At first glance, this drop in demand for SSBs may seem odd, said Eugene Leow, rates strategist at DBS Group Research.
"Interest rates in the US, and consequently Singapore, have been falling as the market starts to price in expectations that the US Federal Reserve will cut interest rates, and the option to lock in higher returns especially compared to savings deposits should entice retail investors," Mr Leow noted.
One plausible reason is saturation in investor appetite, but he said this is unlikely because the amount of outstanding SSBs stands at $5.5 billion, which is still small compared to the total deposit base.
Instead, higher fixed-deposit rates from banks may have contributed to the lower demand for SSBs, Mr Leow said.
Some banks are offering promotional rates ranging from 1.7 to 2 per cent for 12-month Singapore-dollar fixed deposits - above the 1.68 per cent paid by the latest SSB for the first year.

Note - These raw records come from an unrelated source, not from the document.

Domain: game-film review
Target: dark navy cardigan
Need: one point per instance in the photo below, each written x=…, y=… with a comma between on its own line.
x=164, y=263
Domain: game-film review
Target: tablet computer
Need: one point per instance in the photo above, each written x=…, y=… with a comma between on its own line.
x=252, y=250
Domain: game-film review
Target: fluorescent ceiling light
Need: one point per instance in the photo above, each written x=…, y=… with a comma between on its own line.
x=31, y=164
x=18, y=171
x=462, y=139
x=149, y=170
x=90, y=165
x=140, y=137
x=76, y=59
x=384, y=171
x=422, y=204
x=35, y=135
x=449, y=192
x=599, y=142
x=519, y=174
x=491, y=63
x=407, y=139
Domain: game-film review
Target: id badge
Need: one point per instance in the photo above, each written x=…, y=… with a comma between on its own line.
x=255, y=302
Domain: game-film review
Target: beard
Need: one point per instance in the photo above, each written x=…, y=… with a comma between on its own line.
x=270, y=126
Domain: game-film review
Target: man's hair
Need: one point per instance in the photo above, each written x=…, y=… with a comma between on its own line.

Maybank has been offering a 2 per cent promotional rate since May 1, for its 12-month Singapore-dollar fixed deposits with a minimum of $20,000 deposited.
Current promotions lasting the month of July include CIMB Bank's 12-month fixed deposits which offers 1.85 per cent for online placements of at least $10,000; UOB's 1.7 per cent rate for a 10-month tenor with at least $20,000; and Standard Chartered's 1.7 per cent rate - or a 1.8 per cent preferential rate for priority-banking customers - for its 12-month fixed deposits with a $25,000 minimum placement.
OCBC is also offering 1.7 per cent for a 12-month Singapore-dollar placement of at least $20,000.
In contrast, the latest SSBs to be issued on Aug 1 will pay 1.68 per cent at the end of its first year - down from last month's 1.93 per cent rate for SSBs issued on July 1. Applications for the Aug 1 SSBs will close on July 26. The minimum investment amount is $500.
The 1.68 per cent interest is "quite low", seeing as savers typically don't place their funds beyond the first year and seek "very short-term" investments, Mr Leow told The Business Times on Thursday.
In the coming months, demand for SSBs could ease further if short-term yields continue to fall below 2 per cent, which appears to be a key hurdle rate for investors, he said.
"Savers are quite savvy; I've heard of professional fixed-deposit rollers who go from one bank to another" in search of higher fixed-deposit rates, Mr Leow added.
As banks sought funding, the amount of fixed deposits has increased by $13 billion since the start of the year, he pointed out.
"Tightness in the banking system is also reflected in the widening spread between the six-month swap offer rate, or SOR, and the six-month Sibor (Singapore Interbank Offered Rate)," he said.
Since end-May, the six-month SOR has fallen by 28 basis points, in part reflecting the Fed rate cut expectations in the immediate few months. In comparison, Sibor has been practically unchanged.